Perhaps not by chance, a few days later the Washington Post reported that several administration officials were pushing the idea behind the scenes at the White House. However, the report notes that President Trump himself has not publicly supported defaulting on debt held by China.

Still, some conservative intellectuals support the idea. For example, UC-Berkeley law professor John Yoo called for a punitive default.

“Washington could even cancel the Treasury debt held by China and [use] proceeds from the creation of a trust fund that would compensate Americans harmed by the pandemic,” Yoo wrote in an op-ed titled “How to Make China Pay for COVID-19.”

And in the American spirita conservative Claremont Institute publication, Gunnar Gunderson argued that the tactic could punish China at the same time it helped Americans.

“Cancel all US debt held by the [Communist Party of China]whether by the Chinese government or companies controlled by them,” he said. wrote. “It’s a debt that we can finance with someone else and use the money to provide relief to Americans in need and to bring manufacturing home.”

“It’s not a situation where we just write off a debt that we don’t want to pay, which would cause a credit crunch,” he said. continued. “Instead, it’s the price to pay for lying to America and the world about a global pandemic.”

These arguments are emotionally compelling. This is perhaps why, at least a little, they cling: in a recent survey32% of the public supported refusing to pay interest and therefore intentionally defaulting on the debt our government owes to China.

As alluring as the urge to punish China may be, economists warn that there would be dire consequences.

Holtz-Eakin predicted that many countries that hold our debt would worry that the United States might renege on its obligations to them the next time it incurs the wrath of the US government.

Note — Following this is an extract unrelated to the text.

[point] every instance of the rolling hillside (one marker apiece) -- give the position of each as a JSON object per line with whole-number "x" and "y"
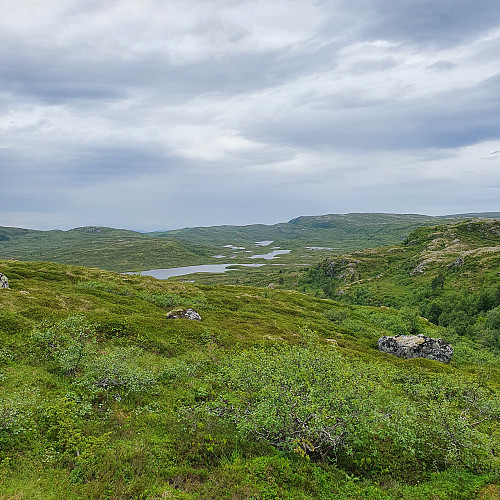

He explained that this would likely lead to massive dumping of US Treasuries and a massive shift in the financial market to offerings from another country, such as German bonds.

“You shouldn’t even breathe that you care [canceling the debt],” he said. If we ever did, “interest rates would skyrocket, our credit rating would fall into the mud.”

“Congratulations, you made China pay and you made us pay even more,” he continued. “You crushed everyone for the sake of the ‘China reward.’ If you think China should pay an appropriate penalty…don’t shoot yourself in the foot.Find another way.

Those concerns were echoed by economist Jonathan Bydlak, director of the R Street Institute’s Tax and Fiscal Policy Project.

“The most obvious implication is that America’s ability to borrow would vanish overnight,” he said. “Not only would China be unwilling to lend to the United States, but other major lenders like Japan would likely interpret non-payment as a risk for them as well.”

“Businesses and individuals would find it much harder to borrow, and the market would likely crash due to the heightened uncertainty,” Bydlak warned. “Not to mention that the position of the United States in the global economic system would be forever shattered, because a significant part of our economic power rests on our economic credibility.”

Not only that, but it would immediately impose huge costs on taxpayers, according to Chris Edwards, an economist at the Cato Institute.

“A federal government borrowing default would be a neon sign that America cannot be trusted, and it would drive up government borrowing rates on its $20 trillion debt as it rolls over into years to come,” he told me. “The cost would ultimately fall on U.S. taxpayers, who would be forced to pay higher interest charges for public debt.”

Edwards says we need to get our budget under control if we’re going to reduce the debt we owe China over time: “The US government is borrowing so much from China because of the huge fiscal irresponsibility of the Democrats and Republicans over the last 20 years. ”

Brad Polumbo (@Brad_Polumbo) is a libertarian-conservative journalist and member of the Washington Examiner.

Photograph by Michael Brochstein/Echoes Wire/Barcroft Media/Getty Images.